Beckett gasped as he felt a sting like a needle prick, and then a sensation of spreading cold that rapidly vanished. Immediately, his headache and nausea subsided, the metallic taste in the back of his mouth disappeared.

“You must be careful,” Helmetag said. “These are smaller than what I think you must have been dosing yourself with. You must not increase the dosage, do you understand? Your body will acclimate, it will become very dangerous.”

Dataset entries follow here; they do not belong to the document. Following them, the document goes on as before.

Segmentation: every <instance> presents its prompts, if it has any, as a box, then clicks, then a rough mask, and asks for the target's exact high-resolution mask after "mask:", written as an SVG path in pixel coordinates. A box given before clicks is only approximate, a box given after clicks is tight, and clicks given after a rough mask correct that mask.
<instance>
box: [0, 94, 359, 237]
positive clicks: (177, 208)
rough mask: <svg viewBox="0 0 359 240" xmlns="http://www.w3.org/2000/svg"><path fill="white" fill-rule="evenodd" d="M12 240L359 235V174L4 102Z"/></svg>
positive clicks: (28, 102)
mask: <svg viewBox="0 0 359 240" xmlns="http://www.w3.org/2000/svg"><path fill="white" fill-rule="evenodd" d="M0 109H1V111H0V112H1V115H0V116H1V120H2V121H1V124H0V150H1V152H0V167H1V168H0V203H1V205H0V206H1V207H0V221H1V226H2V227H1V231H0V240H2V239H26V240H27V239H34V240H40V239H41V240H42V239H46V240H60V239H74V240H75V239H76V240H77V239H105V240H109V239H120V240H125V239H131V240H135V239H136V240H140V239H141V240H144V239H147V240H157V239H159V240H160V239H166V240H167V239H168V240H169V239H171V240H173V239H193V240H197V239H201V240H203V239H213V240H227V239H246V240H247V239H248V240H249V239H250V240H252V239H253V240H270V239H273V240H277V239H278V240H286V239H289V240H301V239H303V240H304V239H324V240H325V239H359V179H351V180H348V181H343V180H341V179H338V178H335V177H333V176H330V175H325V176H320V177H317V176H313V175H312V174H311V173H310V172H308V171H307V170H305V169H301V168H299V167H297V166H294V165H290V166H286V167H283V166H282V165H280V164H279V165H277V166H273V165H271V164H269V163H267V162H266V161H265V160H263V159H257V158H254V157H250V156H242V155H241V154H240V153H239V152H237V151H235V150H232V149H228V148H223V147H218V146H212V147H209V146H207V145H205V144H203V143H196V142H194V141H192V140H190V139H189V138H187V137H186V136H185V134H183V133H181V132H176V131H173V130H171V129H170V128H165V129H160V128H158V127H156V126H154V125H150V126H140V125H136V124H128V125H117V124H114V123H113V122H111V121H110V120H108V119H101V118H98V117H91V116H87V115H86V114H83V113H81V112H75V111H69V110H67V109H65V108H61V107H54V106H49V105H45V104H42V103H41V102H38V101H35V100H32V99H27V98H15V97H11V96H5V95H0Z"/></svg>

“How many do you have?” Beckett asked.

“You do understand, yes? You cannot let your craving for the drug determine how much you take…”

“How many?”

Ernst went to his desk and drew out a dark, walnut-colored box. “We use these for testing on animals. I can give you a hundred now, you cannot take more than five a day. You are still sick, yes? Your life is hanging on by a thread…”

If Ernst Helmetag had any further enjoinders to caution, Beckett was not inclined to listen to them. He took the box, gathered up his clothes, and set off into the cold rain. He did not notice the faint, distant sound of spinning gears had begun again.

Thirty-One

Have solved Chretien’s problem with the eyes. The matter was trivial. Have simply built artificial eyes using lenses and a tympanum that is sensitive to light, attached to optical ganglions from a man picked from the gallows. Work on the thinking-engine continues.